Por falar em “coisa séria”, importa destacar a fala da psicóloga Luciane Mina, em artigo publicado no “Jornal On-line Terceira Via”, sobre as repercussões do barulho na saúde humana: “o barulho é um fator estressante na
vida em sociedade, que faz gerar reação no indivíduo. O som distorce a harmonia do sujeito e ao receber esse estímulo de decibéis maior que o normal, nosso corpo reage, seja para lutar, seja para fugir. É como se a pessoa estivesse recebendo um empurrão e isso explica o fato de muitas pessoas xingarem, se aborrecerem, ficarem agressivas ou, por outro lado, negarem o barulho, se encolhendo, se fechando ou se defendendo de alguma forma”.

Na prática, a produção de barulho ao ponto de provocar reações incontidas de autodefesa é a forma neurótica de alguns – que buscam autoafirmação por caminhos destrutivos – alcançarem notoriedade, respeito, aprovação e enaltecimento pelos seus pares, e uma tentativa de tirar-nos do nosso mundo e nos levar ao deles.
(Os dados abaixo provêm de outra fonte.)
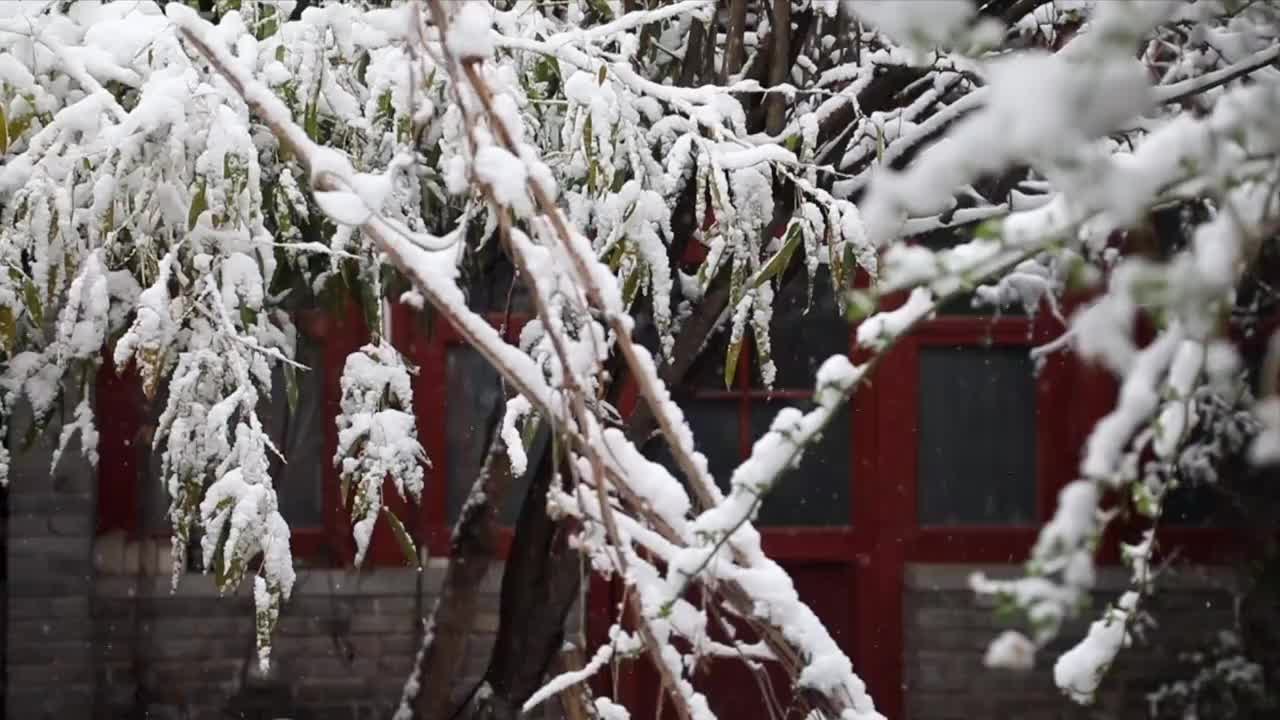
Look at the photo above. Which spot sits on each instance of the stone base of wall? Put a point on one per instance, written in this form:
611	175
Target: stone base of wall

Para Menmou, “a autoafirmação deveria se traduzir em auto-decepção, uma vez que, para ‘ser’, não é necessário se ‘promover’.
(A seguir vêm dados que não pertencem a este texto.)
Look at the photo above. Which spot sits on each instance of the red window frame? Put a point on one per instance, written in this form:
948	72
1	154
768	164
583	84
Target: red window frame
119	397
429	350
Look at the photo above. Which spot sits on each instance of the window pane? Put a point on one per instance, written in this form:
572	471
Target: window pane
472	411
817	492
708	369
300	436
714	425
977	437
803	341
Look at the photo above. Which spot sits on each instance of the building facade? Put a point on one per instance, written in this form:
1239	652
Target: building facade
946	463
Não é raro virmos pessoas em busca de autoafirmação, em manifestações do tipo “eu conheço o mundo todo”; “o meu carro é o melhor”; “eu tenho visão de empreendedor”; “eu sou mestre; doutor…”, “eu tenho amigos muito
influentes”; “eu estou sempre nas colunas sociais”; “minha presença é indispensável”; “eu faço barulho”; “eu arrisco a minha vida”…
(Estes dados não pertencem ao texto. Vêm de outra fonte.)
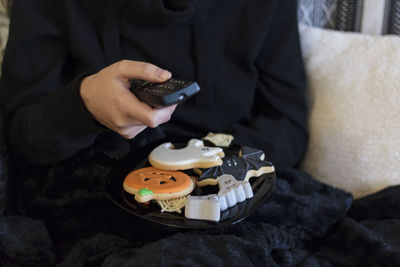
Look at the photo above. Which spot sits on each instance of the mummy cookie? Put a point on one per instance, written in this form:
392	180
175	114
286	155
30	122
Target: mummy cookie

São tantos “eu isso” e “eu aquilo”, que a condução de suas vidas nada mais significa do que pura enganação aos seus próprios “eus”, reveladora de vazios existenciais, haja vista que a necessidade de autoafirmação, como já
ressaltado, é satisfeita egoisticamente com a atenção roubada dos outros.

Segundo Oscar Wilde, o “egoísmo não é viver à nossa maneira, mas desejar que os outros vivam como nós queremos.” E esses “outros”, que nos desrespeitam repetidamente, segundo Allan Caetano Zanetti, nada mais são do
que “um monte de gente querendo aparecer, mas sem ter algo interessante para mostrar… que pena!”.

Desculpam-se, os barulhentos sobre duas rodas, afirmando que toda a “zueira” que provocam tem o objetivo de chamar a atenção alheia, não como forma de preencher um vazio interior, mas, sim, como meio preventivo para serem vistos no trânsito, o que evitaria acidentes. Acredite, se quiser!

Não é plausível acreditar que para evitar acidentes de trânsito motoqueiros atentem contra o meio ambiente e pratiquem um crime (perturbação do sossego alheio) e três infrações de trânsito (alterar as características da
motocicleta; circular com veículo com descarga livre; e produzir ruídos superiores a 60 decibéis). Sem contar que o roubo à nossa paz e o atentado ao meio ambiente são imperdoáveis!

Se possível nos fosse falar com eles sobre os nossos sentimentos, de duas, uma situação ocorreria: ou nós aplicaríamos dicas de Rui Barbosa ou alerta de Carlos Drummond de Andrade.

Com raiva, repetiríamos Rui Barbosa, dizendo-lhes que, quanto aos seus mal-feitos, “se foram por mera ignorância, perdoamos-te. Mas, se foram para abusar da nossa alma prosopopeia, juramos pelos tacões metabólicos dos nossos
calçados que dar-te-emos tamanha bordoada no alto das tuas sinagogas que transformaremos sua massa encefálica em cinzas cadavéricas”. Pautados pela moderação, os alertaríamos segundo Drummond: “Cuidado por onde andas, que é sobre os meus sonhos que caminhas”.

Enfim, a sociopatia pode ser tratada por profissionais da psicologia. Já a falta de educação é como a ponta do iceberg, como muito apropriadamente nos ensina Victor Hugo, ao dizer que “se você quer civilizar um homem, comece pela avó dele”.